The drills are taking place less than 40km from the border, and are the start of training that runs through June 15. The exercises are expected to include advanced weaponry and drones to better prepare the two allies to work together against North Korea as it ramps up its provocations, South Korea’s military said.

Some 2,500 troops from the South and the US took part as the five-day exercise began in Pocheon, said South Korea’s Defence Ministry said.

Multiple tanks, howitzers and fighter jets were also involved, it said.

“The exercise demonstrated our military’s capability and readiness to strongly respond to North Korea’s nuclear and missile threats, and to a full-scale attack,” the ministry said in a news release.

Last week, North Korea’s state media reported that leader Kim Jong Un had approved final preparations for the launch of the country’s first military spy satellite.

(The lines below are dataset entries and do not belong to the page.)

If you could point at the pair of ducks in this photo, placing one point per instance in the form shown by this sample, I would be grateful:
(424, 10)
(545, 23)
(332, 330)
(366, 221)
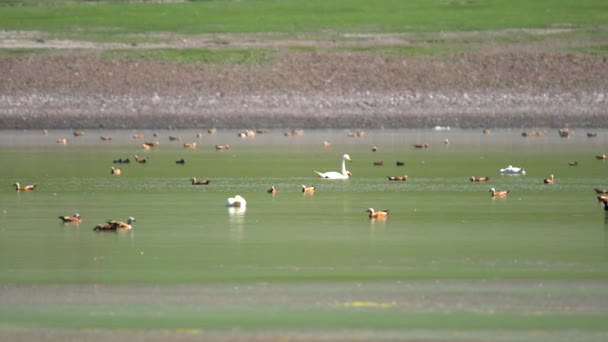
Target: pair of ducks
(110, 225)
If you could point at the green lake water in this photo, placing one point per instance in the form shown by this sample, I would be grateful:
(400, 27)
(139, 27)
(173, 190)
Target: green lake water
(441, 228)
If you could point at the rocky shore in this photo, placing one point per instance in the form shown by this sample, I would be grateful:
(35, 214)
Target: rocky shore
(306, 90)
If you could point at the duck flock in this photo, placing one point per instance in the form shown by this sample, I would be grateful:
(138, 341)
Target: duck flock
(238, 202)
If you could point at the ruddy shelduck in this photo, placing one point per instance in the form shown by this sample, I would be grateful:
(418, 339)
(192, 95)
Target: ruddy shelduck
(199, 182)
(308, 189)
(18, 187)
(381, 214)
(71, 218)
(495, 193)
(115, 225)
(397, 178)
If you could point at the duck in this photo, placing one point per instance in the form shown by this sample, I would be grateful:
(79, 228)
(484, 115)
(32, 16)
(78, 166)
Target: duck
(381, 214)
(199, 182)
(499, 193)
(115, 225)
(31, 187)
(308, 189)
(141, 160)
(75, 218)
(337, 175)
(236, 202)
(397, 178)
(512, 170)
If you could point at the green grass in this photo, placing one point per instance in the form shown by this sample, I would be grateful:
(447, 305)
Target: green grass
(117, 19)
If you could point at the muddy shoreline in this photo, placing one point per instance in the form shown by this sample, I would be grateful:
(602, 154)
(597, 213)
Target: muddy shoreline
(306, 90)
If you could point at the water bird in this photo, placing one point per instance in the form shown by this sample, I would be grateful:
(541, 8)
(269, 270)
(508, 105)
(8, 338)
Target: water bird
(115, 225)
(141, 160)
(397, 178)
(512, 170)
(71, 218)
(18, 187)
(343, 174)
(498, 193)
(381, 214)
(199, 182)
(308, 189)
(236, 202)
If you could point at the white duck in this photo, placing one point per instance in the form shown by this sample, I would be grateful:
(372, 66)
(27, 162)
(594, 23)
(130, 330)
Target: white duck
(512, 170)
(336, 175)
(236, 202)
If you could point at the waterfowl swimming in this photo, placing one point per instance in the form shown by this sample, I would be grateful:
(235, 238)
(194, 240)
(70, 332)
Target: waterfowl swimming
(141, 160)
(382, 214)
(308, 189)
(512, 170)
(343, 174)
(18, 187)
(115, 225)
(199, 182)
(236, 202)
(71, 218)
(499, 193)
(397, 178)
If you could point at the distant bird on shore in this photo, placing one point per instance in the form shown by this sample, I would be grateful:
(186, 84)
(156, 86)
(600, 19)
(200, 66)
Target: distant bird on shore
(495, 193)
(18, 187)
(71, 218)
(381, 214)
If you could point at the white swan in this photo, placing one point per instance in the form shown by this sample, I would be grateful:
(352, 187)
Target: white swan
(512, 170)
(236, 202)
(336, 175)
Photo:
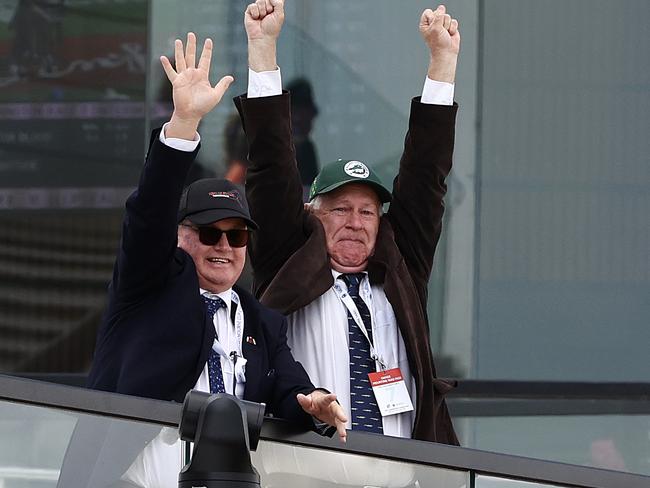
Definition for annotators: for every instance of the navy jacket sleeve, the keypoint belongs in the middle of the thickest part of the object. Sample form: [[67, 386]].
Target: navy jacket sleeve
[[149, 232]]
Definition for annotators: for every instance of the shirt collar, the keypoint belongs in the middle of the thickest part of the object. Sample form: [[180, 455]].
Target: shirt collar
[[336, 274], [226, 296]]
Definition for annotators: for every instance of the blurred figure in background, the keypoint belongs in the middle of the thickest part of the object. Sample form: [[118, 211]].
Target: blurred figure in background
[[303, 113], [235, 150]]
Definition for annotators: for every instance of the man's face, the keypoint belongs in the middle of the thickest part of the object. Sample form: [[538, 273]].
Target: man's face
[[218, 266], [350, 215]]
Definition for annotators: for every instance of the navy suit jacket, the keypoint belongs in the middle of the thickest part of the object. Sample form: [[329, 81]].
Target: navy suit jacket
[[156, 335]]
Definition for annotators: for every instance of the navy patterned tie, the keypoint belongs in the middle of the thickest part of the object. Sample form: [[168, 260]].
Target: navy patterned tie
[[214, 361], [365, 412]]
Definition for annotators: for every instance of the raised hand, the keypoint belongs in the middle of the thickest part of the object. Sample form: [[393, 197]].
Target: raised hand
[[193, 94], [440, 32], [263, 21], [325, 408]]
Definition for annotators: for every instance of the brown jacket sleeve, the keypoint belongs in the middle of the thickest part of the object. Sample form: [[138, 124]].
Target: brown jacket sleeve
[[273, 186], [416, 210]]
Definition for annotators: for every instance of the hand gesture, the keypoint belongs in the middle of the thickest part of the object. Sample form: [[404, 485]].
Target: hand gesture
[[263, 20], [193, 94], [440, 32], [325, 408]]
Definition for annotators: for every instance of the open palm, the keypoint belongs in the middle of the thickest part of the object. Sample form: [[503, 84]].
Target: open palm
[[193, 94]]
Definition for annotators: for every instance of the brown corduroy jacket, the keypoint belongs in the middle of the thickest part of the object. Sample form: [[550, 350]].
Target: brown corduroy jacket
[[289, 254]]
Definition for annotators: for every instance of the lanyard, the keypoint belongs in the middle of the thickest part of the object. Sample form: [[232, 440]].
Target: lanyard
[[349, 304], [235, 356]]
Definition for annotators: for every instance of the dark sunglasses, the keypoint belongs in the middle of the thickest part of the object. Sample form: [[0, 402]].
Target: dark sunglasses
[[209, 236]]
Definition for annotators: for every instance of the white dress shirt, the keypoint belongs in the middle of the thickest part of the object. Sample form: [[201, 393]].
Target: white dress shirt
[[318, 333]]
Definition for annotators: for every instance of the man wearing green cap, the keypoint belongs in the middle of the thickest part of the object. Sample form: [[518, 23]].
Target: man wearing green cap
[[352, 280]]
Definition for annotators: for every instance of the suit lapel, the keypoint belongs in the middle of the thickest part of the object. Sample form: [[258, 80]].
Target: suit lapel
[[251, 346]]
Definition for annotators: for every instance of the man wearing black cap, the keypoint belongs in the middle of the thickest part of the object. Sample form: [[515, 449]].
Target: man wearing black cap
[[351, 280], [175, 321]]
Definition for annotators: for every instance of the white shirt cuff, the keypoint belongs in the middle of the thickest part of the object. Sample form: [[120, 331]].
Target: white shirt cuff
[[179, 144], [264, 83], [437, 92]]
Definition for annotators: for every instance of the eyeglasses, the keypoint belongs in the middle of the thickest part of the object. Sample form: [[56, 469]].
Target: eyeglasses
[[209, 236]]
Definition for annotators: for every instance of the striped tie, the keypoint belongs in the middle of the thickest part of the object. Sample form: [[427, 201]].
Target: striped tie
[[365, 412], [214, 361]]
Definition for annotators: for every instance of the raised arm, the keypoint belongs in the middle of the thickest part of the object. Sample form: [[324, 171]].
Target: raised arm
[[273, 184], [150, 228], [417, 207]]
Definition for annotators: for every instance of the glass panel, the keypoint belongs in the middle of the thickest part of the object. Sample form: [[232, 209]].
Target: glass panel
[[283, 465], [494, 482], [617, 442], [41, 447], [564, 274]]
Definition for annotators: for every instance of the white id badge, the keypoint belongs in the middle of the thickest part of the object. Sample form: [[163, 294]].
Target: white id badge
[[390, 392]]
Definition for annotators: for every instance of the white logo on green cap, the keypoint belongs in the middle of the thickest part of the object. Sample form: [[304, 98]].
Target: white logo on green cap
[[356, 169]]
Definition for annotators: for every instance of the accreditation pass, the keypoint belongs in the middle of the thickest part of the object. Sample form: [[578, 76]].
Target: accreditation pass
[[390, 392]]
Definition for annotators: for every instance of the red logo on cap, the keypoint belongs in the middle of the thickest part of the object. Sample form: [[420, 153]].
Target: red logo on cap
[[231, 195]]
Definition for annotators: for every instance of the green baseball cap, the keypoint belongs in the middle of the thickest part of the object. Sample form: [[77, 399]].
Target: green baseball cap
[[344, 171]]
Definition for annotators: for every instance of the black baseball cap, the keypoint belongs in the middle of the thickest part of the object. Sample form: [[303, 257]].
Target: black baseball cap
[[343, 171], [212, 199]]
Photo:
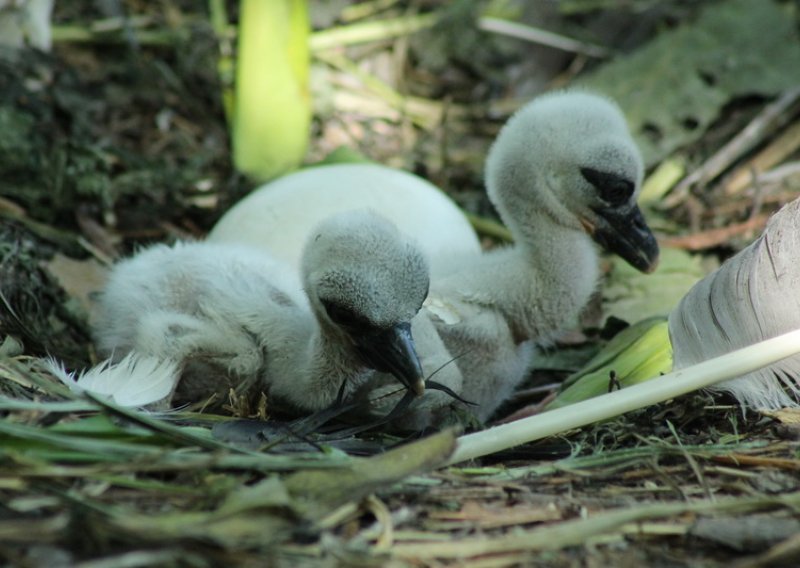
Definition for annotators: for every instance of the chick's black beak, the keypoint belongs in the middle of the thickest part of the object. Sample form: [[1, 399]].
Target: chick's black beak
[[623, 231], [392, 351]]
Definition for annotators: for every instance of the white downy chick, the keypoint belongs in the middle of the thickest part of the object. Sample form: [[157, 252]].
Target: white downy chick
[[232, 316]]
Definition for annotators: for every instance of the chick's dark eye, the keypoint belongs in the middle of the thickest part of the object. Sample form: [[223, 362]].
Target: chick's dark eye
[[343, 316], [611, 188]]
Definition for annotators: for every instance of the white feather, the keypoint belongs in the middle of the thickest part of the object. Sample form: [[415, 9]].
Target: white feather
[[753, 296], [134, 382]]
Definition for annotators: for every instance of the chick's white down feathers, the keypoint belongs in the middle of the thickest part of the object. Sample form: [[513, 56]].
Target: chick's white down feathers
[[487, 310], [233, 317]]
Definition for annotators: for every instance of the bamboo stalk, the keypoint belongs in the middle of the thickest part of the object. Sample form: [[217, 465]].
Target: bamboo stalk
[[607, 406]]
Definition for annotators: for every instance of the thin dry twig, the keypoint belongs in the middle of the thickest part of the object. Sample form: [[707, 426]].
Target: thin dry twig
[[773, 116]]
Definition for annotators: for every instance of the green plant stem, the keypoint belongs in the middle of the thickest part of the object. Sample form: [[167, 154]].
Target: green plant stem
[[707, 373], [370, 31]]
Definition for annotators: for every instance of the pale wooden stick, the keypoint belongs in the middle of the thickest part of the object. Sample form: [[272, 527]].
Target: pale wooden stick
[[607, 406]]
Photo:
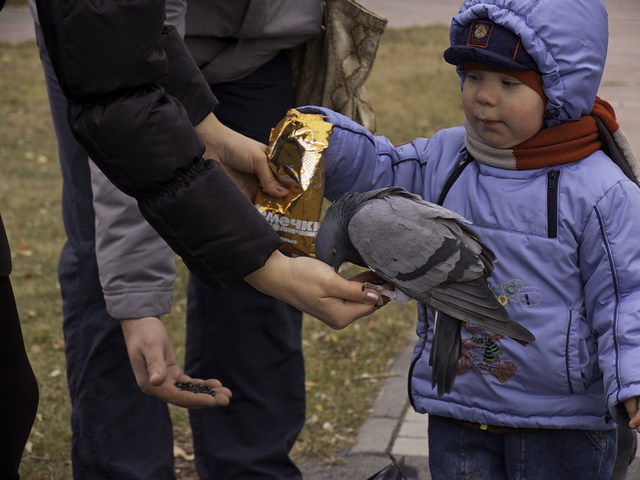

Mr Kim has said it is necessary to counter threats from the US and South Korea. 

Analysts say the satellite will improve North Korea’s surveillance capability, enabling it to strike targets more accurately in the event of war. 

Recent commercial satellite imagery showed progress on a new launch pad in the North’s satellite launching station, with activity at a “new level of urgency”, most likely in preparation for the launch, the US-based monitoring group 38 North said.

The drills add to the display of force by South Korea and the US as they mark the 70th anniversary of an alliance forged during the Korean War.

The two allies have been carrying out various exercises in recent months, including air and sea drills involving US B-1B bombers, after hopes for diplomatic efforts and Covid-19 restrictions led to many drills being scaled back. 

North Korea has reacted angrily to the drills, which it sees as preparation by US and South Korean forces for an invasion.

Additional cooperation is expected to come after South Korean President Yoon Suk-yeol and US President Joe Biden

agreed in April on a plan for the US to keep deploying nuclear assets

– including submarines – in the region, and for Seoul to have a greater say in how America utilises its nuclear umbrella. 

Mr Yoon, who took office a year ago, has worked to restore joint drills with the US that had been suspended or scaled back under his predecessor Moon Jae-in and former US president Donald Trump, as they sought a rapprochement with Pyongyang.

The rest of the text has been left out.